The Audio API enables speech-to-text transcription, audio translation, text-to-speech synthesis, and audio-input chat completions. This reference covers all audio-related endpoints.

Overview

EndpointDescription
/v1/audio/transcriptionsConvert audio to text
/v1/audio/translationsTranslate audio to English text
/v1/audio/speechConvert text to audio
/v1/chat/completionsReason over audio input (gpt-4o-audio-preview)
PAYG token required

Audio endpoints — and any chat completion request that uses an audio modality — require a Pay-As-You-Go (PAYG) token. Subscription tokens (sk-sub_...) currently receive HTTP 403 with error code audio_requires_payg. Subscription quota support for audio is on the roadmap; until then, generate a PAYG key from the dashboard to use audio features.

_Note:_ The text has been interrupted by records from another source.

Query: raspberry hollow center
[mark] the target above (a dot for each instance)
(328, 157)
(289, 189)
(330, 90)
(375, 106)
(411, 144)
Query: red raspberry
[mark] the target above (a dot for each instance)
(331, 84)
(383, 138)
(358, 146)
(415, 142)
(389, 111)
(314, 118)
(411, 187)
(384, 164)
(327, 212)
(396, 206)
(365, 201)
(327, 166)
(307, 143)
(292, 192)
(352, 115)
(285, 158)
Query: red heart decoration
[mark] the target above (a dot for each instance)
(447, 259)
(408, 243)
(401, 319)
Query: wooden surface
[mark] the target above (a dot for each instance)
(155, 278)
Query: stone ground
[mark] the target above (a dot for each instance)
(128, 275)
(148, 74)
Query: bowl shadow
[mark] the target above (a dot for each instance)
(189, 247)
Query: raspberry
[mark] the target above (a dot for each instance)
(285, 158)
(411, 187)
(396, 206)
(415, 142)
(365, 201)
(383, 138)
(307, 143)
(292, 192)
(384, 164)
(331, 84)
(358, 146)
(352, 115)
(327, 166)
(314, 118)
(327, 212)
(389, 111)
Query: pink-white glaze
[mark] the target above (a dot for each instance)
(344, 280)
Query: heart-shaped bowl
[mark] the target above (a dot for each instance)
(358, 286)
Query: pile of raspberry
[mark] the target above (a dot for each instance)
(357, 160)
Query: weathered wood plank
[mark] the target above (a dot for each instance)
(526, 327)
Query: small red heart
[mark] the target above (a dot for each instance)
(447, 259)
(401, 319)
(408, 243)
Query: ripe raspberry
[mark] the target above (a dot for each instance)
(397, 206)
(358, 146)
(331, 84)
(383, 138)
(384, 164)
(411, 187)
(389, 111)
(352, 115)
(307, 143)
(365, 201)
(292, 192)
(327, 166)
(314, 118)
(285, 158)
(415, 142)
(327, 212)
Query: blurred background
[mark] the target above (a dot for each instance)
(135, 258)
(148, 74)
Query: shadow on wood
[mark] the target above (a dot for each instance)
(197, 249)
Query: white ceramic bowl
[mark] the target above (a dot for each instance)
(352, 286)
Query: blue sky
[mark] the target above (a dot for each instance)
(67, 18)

Speech to Text (Transcription)

Convert audio files to text in the original language.

Endpoint

POST /v1/audio/transcriptions

Request

Headers:

Authorization: Bearer sk-your-api-key
Content-Type: multipart/form-data

Parameters:

ParameterTypeRequiredDescription
filefileYesAudio file (max 25 MB)
modelstringYesTranscription model — see Supported Transcription Models
languagestringNoLanguage code (ISO 639-1)
promptstringNoContext or spelling hints
response_formatstringNojson, text, srt, vtt, verbose_json (whisper-* only) — gpt-4o-(mini-)transcribe always returns json
temperaturenumberNoSampling temperature (0-1, default 0)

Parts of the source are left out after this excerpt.